Weekly Snapshot | January 8 – 12

Happy 2018 Traders!

I want to you a very successful year ahead. The second-half of 2017 was one of the slowest patches I have ever personally experienced in the markets, but that isn’t some that that disheartens me – it’s just a reminder that we have to be flexible. Markets are like a drum beat; sometimes steady and slow, sometimes fast-paced and erratic, but they are also cyclical. All you need to do is haul up your own charts and see for yourself. Sometimes prices rocket off in a direction, and other times they do very little.

It’s the patient trader who recognises that there are periods where we make a lot, and other periods where we need to sit on our hands and does whatever is required in that period, who sees long-term success. There is no shortcut here.
You cannot will the market to do what you want.

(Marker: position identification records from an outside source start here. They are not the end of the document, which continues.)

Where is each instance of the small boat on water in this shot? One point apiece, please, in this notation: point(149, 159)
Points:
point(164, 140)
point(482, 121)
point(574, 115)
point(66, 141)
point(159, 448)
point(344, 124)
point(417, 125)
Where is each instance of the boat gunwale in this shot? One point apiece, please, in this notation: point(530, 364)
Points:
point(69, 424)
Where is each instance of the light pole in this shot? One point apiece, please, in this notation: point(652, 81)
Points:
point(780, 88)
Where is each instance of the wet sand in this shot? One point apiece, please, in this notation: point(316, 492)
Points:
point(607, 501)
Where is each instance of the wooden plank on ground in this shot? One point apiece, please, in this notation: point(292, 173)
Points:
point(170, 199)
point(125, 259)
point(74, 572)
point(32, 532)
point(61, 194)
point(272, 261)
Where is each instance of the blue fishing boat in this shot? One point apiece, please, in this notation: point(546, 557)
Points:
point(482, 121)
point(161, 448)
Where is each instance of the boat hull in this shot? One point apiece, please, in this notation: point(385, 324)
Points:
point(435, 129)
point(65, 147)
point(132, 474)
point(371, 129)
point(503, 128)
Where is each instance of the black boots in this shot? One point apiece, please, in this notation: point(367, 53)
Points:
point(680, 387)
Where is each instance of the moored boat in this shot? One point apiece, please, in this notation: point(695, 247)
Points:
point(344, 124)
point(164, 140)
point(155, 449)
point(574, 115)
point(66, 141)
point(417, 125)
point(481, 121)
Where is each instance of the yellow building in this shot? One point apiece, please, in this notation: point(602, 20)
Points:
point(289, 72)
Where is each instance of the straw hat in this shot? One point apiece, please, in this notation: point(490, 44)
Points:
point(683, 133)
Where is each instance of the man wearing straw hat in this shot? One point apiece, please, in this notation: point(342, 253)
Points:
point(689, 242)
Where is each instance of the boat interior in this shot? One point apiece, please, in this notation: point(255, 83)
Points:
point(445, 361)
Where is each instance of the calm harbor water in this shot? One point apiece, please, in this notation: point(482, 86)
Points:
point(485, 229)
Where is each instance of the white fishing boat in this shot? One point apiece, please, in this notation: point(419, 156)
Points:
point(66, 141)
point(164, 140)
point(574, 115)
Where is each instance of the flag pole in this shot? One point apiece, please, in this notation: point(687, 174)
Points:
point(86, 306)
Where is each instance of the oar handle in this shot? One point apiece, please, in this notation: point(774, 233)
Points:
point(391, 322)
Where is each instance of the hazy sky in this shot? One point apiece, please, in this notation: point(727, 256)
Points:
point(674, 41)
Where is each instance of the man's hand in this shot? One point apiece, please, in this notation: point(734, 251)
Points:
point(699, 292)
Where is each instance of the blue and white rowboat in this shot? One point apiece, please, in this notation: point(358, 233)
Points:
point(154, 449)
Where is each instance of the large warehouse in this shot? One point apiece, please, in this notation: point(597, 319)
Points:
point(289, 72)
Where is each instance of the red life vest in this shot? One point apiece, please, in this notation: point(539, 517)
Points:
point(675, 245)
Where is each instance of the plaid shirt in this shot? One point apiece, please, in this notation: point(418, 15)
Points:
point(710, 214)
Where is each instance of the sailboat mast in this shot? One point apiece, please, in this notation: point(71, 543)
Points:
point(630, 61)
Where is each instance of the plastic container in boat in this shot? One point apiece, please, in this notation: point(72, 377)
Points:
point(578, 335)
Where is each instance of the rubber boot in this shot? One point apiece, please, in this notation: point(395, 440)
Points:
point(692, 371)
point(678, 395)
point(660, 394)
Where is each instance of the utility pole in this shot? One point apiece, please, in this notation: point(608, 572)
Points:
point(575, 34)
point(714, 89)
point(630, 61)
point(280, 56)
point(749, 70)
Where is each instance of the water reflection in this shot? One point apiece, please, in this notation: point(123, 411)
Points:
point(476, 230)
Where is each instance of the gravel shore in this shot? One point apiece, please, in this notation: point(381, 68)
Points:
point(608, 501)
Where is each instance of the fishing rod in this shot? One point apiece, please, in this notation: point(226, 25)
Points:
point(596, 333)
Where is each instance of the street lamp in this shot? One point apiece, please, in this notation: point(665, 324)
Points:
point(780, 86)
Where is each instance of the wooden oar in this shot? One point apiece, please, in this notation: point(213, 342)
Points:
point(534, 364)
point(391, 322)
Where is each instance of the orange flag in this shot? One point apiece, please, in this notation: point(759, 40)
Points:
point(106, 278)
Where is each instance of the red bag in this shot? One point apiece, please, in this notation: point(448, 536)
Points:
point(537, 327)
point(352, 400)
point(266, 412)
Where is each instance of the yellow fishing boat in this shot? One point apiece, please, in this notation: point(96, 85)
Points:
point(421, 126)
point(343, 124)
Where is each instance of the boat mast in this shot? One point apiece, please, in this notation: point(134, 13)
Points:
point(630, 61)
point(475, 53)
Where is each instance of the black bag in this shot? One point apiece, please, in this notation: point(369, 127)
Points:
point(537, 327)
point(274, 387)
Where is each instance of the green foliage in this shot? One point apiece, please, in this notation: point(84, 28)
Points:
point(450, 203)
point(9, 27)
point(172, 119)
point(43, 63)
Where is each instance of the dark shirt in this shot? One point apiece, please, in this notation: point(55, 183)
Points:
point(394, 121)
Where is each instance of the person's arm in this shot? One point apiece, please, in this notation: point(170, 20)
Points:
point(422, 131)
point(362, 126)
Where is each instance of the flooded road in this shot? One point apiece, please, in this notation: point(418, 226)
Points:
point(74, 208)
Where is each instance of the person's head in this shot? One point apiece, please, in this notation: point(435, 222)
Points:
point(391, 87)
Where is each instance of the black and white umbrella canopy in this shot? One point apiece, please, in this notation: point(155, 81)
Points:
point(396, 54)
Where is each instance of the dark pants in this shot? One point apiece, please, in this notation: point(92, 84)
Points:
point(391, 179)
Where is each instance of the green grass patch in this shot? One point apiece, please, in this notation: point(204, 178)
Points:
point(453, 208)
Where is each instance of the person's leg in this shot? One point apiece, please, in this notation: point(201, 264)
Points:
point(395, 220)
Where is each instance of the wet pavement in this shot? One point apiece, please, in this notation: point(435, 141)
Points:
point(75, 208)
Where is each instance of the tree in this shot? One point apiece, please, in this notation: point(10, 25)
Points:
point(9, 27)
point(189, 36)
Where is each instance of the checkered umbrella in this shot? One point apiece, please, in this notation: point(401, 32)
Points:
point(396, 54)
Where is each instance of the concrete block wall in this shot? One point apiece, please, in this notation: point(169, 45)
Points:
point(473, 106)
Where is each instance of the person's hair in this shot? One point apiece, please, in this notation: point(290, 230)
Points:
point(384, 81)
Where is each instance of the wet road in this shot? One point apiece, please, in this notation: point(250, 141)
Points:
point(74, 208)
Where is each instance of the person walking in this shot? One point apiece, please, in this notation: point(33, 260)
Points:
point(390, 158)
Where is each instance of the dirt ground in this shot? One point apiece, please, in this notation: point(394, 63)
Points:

In that light, I wanted to share a quote that was shared with me not too long ago that I have found very useful and sums up a lot of the ups and downs of trading.

The goal of life is not always to maximize your returns; sometimes, potential gains must be balanced against the possibility of losses. That’s why we need to occasionally consider minimizing regret.

-Barry Ritholtz

Looking ahead

Personally, I see 2018 having three major themes for myself.

  1. Keep on doing what we’ve been doing. Our managed products go into 2018 with 7 months of small, but consistent wins behind them. I think 2018 is finally going to see some nice breakouts in price and you can be sure that we’ll be riding those waves.
  2. Automation. I am automating a lot of my own trading. My goal isn’t for the ‘bots to take over. Instead, I am using the technology available to:
    • Aid me through statistical learning models in improving trading performance
    • Alert me to new setups
    • Manage open positions
  3. Cryptos. Yep, I’m going there. I think 2018 is going to be a very important year for crypto-currencies. If you’re an active member of our trade room, you’ll know that we often chat about crypto markets, for many reasons. Cryptos, and the technology behind them, are going to change the world (in some ways they already have).

Let’s look at a few pairs that look rather interesting this week.

GBPUSD

Cable finds itself in an interesting spot. Price is right up against the 2017 high at 1.36 and has broken above descending resistance (red trendline). With price squashed now above that trendline (as it acts as support) and resistance seen near the 2017 high (blue trendline) we’re sure to see a “pop” soon.

Nothing I have seen yet suggests that the uptrend is over – however, selling pressure just a bit higher up (1.3650’s, marked by the red circle) may give us the clue we finally need.

Trade idea: Although closing prices suggest that the important “decision” zone for GBPUSD is at 1.3600, price can’t make up it’s mind at this point. The solution will be a stab higher, or lower, to test out the market at those levels. Given the current structure, I think a move higher is likely. At 1.3650-1.3700, we’ll start to see if the buyers have any real conviction or if it’s time for USD strength and longs here are just a rather clever bull trap.

An upside break opens up 1.3850, while a move to the downside see’s 1.30 coming into focus. Both lovely opportunities to bag a nice big winner. This is a pair worth watching closely.

EURUSD

The EURUSD ended last week off with a bit of weakness, and has continued to drift lower today. It’s too early to sell.

I’ve purposefully zoomed this chart out a bit for some perspective – the bulls have been in charge for awhile, so any short trades need to be considered carefully. A pull back to horizontal support (1.1930, blue line) or even further to the red trendline doesn’t constitute a reversal on the pair. Both levels are likely to see buyers step in with the trend.

Trade idea: I want to see what price does when it reaches either the horizontal or dynamic (trendline) support. Should price fail to hold at those levels, we may see a major reversal on the cards. On the other hand, a bounce would target recent highs and potentially opens the way to 1.28. Another important pair at a very important level.

EURNZD and EURAUD

I’m combining these pairs into a single commentary because we’d trade them the same way, and they look very similar.

Charts first. EURNZD and then EURAUD:

We see price having convincingly broken through trendline support, and retesting it from below. We also have a head and shoulders pattern printing. Similarly on EURAUD:

Price has broken through the supporting trendline and is peeling lower. We have support coming in at 1.51, 1.48 and 1.47

The EURAUD and EURNZD are currently highly correlated. As such, a short on both is really the same position, twice (you’re betting on the same move). Either split your risk, trade only a single one of them, or accept that you are doubling up.